Forum Discussion
Suggestion: Reader View
tomscharbach The Firefox reader view actually allows you to control the font, background color, text color and more. My guess is that those kinds of controls will also be worked into the Edge Chromium reading view tool before they issue a true "version 1.0" release, but may not be their first priority. Some other, more complicated under-the-hood features they've announced (like "Internet Explorer mode") are probably going to consume more of their time, with user-facing features like these not being developed until they have a pretty stable foundation to set them upon. I could be wrong, though, as I'm not a developer or anything.
- tomscharbachJun 19, 2019Bronze Contributor
rjbwdc "The Firefox reader view actually allows you to control the font, background color, text color and more."
I agree, and the controls (serif/sans-serif, font size, column width, line spacing, and background) are are readily accessible from a side menu and remarkably easy to use. I use Firefox in Reading View (relatively long technical and legal articles) much more than I use EdgeHTML because of those controls and because the Reading View pages are easily printed to PDF.
"My guess is that those kinds of controls will also be worked into the Edge Chromium reading view tool before they issue a true "version 1.0" release, but may not be their first priority. Some other, more complicated under-the-hood features they've announced (like "Internet Explorer mode") are probably going to consume more of their time, with user-facing features like these not being developed until they have a pretty stable foundation to set them upon. I could be wrong, though, as I'm not a developer or anything."
You pose an interesting question. The answer, I suspect, is going to have a lot to do with how Microsoft perceives its targeted customer base for Edge Chromium at the time of release. If the targeted base is businesses and enterprise customers, then the features most important to that base will have priority in development. I suspect that Microsoft will not release until the core user-facing features/functions of EdgeHTML are incorporated into Edge Chromium, but whether Microsoft will add "above and beyond" features before release to distinguish the new browser from Chrome is anybody's guess at this point.
- rjbwdcJun 19, 2019Copper Contributor
tomscharbach From what little I've seen of the way they are talking about this new Edge, I think they are trying to target businesses and consumers at the same time.
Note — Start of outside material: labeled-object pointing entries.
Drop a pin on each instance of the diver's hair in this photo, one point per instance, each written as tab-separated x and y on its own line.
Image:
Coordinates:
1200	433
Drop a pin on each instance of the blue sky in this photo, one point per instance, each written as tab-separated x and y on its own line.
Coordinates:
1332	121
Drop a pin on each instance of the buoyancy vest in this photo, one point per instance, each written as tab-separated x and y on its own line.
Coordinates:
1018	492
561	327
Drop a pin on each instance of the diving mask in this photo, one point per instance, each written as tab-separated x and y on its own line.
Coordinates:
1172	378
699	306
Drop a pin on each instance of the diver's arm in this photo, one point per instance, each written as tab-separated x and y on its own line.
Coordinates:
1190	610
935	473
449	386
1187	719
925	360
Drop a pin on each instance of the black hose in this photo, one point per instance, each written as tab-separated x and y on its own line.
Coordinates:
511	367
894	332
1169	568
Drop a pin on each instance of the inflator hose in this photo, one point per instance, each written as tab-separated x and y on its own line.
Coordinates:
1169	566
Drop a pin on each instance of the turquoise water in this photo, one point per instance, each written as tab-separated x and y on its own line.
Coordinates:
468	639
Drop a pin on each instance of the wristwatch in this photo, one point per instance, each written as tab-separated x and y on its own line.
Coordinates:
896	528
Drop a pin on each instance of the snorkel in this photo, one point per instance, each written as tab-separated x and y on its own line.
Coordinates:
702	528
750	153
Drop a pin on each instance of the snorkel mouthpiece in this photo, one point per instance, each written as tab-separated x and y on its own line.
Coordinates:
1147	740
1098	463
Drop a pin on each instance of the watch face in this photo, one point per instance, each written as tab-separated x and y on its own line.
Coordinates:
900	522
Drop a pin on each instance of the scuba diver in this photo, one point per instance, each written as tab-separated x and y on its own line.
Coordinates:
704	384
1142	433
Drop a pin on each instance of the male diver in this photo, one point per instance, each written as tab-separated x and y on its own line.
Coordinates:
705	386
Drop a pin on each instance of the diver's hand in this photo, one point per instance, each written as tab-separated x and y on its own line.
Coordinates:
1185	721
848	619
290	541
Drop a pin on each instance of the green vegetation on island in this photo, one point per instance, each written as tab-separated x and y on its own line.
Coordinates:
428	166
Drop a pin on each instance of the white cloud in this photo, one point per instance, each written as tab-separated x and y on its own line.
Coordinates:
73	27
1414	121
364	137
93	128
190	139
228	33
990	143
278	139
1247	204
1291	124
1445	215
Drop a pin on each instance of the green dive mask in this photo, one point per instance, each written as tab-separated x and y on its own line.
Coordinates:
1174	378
It seems to me like they want this to be the new do-everything browser—and my guess is that there's definitely room for that to happen.
The kinds of controls we're talking about are pretty standard for a reading view at this point—no one is going to release a native reader mode or a reader mode plugin without them. If Microsoft has moved reading view out of flags and is instead turning it on by default, then my suspicion is that they WILL add the kinds of controls we are talking about BEFORE Edge Chromium moves out of Beta.
But even if that's the case, back-end things like Explorer mode seem so complicated that they would probably want to make sure those are working cleanly and reliably before putting the final touches on the front-facing things like reading mode. Sort of like building the interior of the house before putting up the siding and the shutters? My guess is that their focus from here on out will be under-the-hood, rendering-engine-related things, then front-end design-related things, then finalizing the version 1.0 release.
Again, though, I'm talking from a place of absolutely zero anecdotal or professional insight. Pure, uneducated speculation.